Kirk Allen of Edgar County Watchdogs.

The co-founder of an Illinois-based political activist group has asked a Rockford-based television station for a correction to a July 23 Associated Press news story about a lawsuit against Gov. J.B. Pritzker's COVID-19 pandemic restrictions.

In his email to 23 WIFR news director Maggie Hradecky, Edgar County Watchdogs co-founder and writer Kirk Allen took issue with the way the Associated Press story posted to the news station's website described the lawsuit. The litigation was filed by residents in six central and southern Illinois counties, with Allen acting as a plaintiff from Edgar County.

"The story contains a false statement as to what these cases are about and a correction should be run," Allen said in his email to Hradecky, which he shared with Prairie State Wire.

In addition to 23 WIFR, the AP story was carried by dozens of news outlets, including MSN, Effingham Daily News, Chicago Sun-Times and U.S. News.

Allen co-founded Edgar County Watchdogs with John Kraft in 2011. 

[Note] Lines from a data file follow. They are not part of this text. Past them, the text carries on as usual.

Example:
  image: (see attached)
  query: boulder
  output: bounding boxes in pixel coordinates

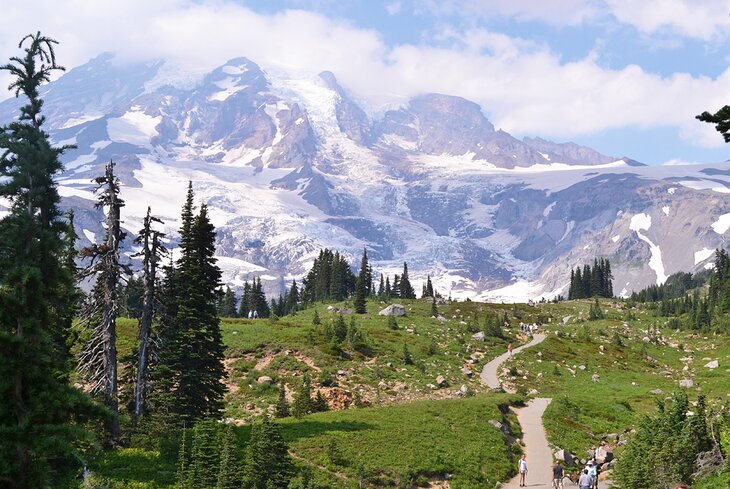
[378,304,406,317]
[487,419,504,431]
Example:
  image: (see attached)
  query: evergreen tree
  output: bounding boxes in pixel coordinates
[133,207,167,416]
[312,390,330,413]
[276,381,289,418]
[345,317,367,352]
[119,276,144,319]
[285,280,300,314]
[188,420,221,489]
[249,277,271,318]
[146,183,226,425]
[215,425,244,489]
[332,314,347,344]
[238,280,252,318]
[246,416,293,489]
[0,32,102,489]
[218,285,238,318]
[431,297,439,318]
[403,343,413,365]
[354,250,371,314]
[423,275,434,297]
[175,427,192,489]
[399,262,416,299]
[695,105,730,143]
[291,373,312,418]
[388,314,398,330]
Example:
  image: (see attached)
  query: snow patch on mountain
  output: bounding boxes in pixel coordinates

He maintained in his email that a paragraph in the AP story erred when it described the lawsuit as seeking "court orders declaring that there is no public health emergency as defined by Pritzker’s Public Health Department."

That isn't so, Allen said in his email.

"Anyone who actually read the complaints would know, this is not about how the governor's Public Health Department defines a public health emergency," Allen said in his email "These complaints are about the law, which just happens to actually define public health emergency.

"The Illinois Department of Public Health could define a 'public health emergency' in any way they choose, and it would have nothing to do with these cases because the legislature already defined that term in the Illinois Emergency Management Act.  I would appreciate a correction ASAP as the way it stands it provides a totally false impression as to what these cases are about."

No correction to the AP story has been posted.